In 2018, the EU introduced the MiFID II rules, part of which required the unbundling of research revenues from trading revenues, so research analysts wouldn‘t make recommendations just to increase trading volume for their employer.
Well, did it work? Falko Fecht and his colleagues from the Frankfurt School of Finance and the German Bundesbank used the stock recommendations of analysts of German banks and brokers together with the databases of the German Bundesbank to see how research advice has changed since the introduction of MiFID II. They find some tentative signs that with the introduction of the new regulation some things have become better for investors:
The frequency of analysts’ recommendations and recommendation changes has declined somewhat indicating that there might be less of an incentive for analysts to change ratings or make recommendations to incentivise client trading.
The accuracy of analyst EPS forecasts has increased somewhat, though it is unclear if this is due to analysts having better quantitative tools at their disposal over the last couple of years or because of the change in incentive structure.
Then there are some mixed blessings:
Clients of German banks and brokers react more strongly to recommendation changes of these banks since the introduction of MiFID II. This is not because they have realised that the recommendations of their house broker have become better, but because they no longer have access to research from a wide range of brokers.

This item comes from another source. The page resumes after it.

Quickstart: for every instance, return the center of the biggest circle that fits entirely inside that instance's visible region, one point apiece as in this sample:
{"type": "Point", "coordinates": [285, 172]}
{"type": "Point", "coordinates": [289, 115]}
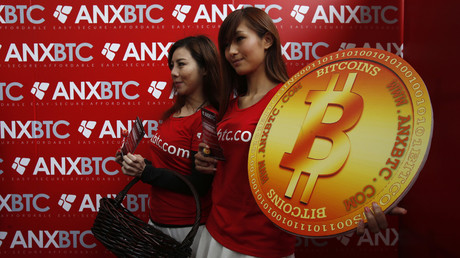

Instead, they often must rely solely on their house broker’s research.
And then there are some concerning developments:
German banks and brokers are more likely to recommend a stock for purchase to their clients while the firm is selling the same stock in their own portfolios. To be fair, the average correlation between bank research recommendations and a bank’s own portfolio trades is positive and has become bigger after the introduction of MiFID II. On average, banks trade in line with the recommendations they give their clients. But when zooming in on the stocks where the bank recommends a purchase while its portfolio managers are selling, that relationship has become stronger as well, indicating that the bigger influence a bank has on the trading activities of its customers since the introduction of MiFID II (see above) creates an incentive to abuse this influence in favour of the bank’s own P&L.
Overall, MiFID II and the unbundling of research don’t seem to be such an overwhelming success and one unintended consequence seems to be that some bankers in Germany are going back to the pre-2000 days of inflating recommendations to customers while selling the same stocks in their own accounts.
At what point will regulators appreciate that the law of diminishing returns has set in with regulation. Whilst the intentions might be admirable I would question as to whether the majority of investors (certainly the clients of the large institutions) are getting a better deal than before. In the meantime other actors in the market (speaking as a certified fiduciary adviser) are being drowned by petty regulations that make no difference to the end investor.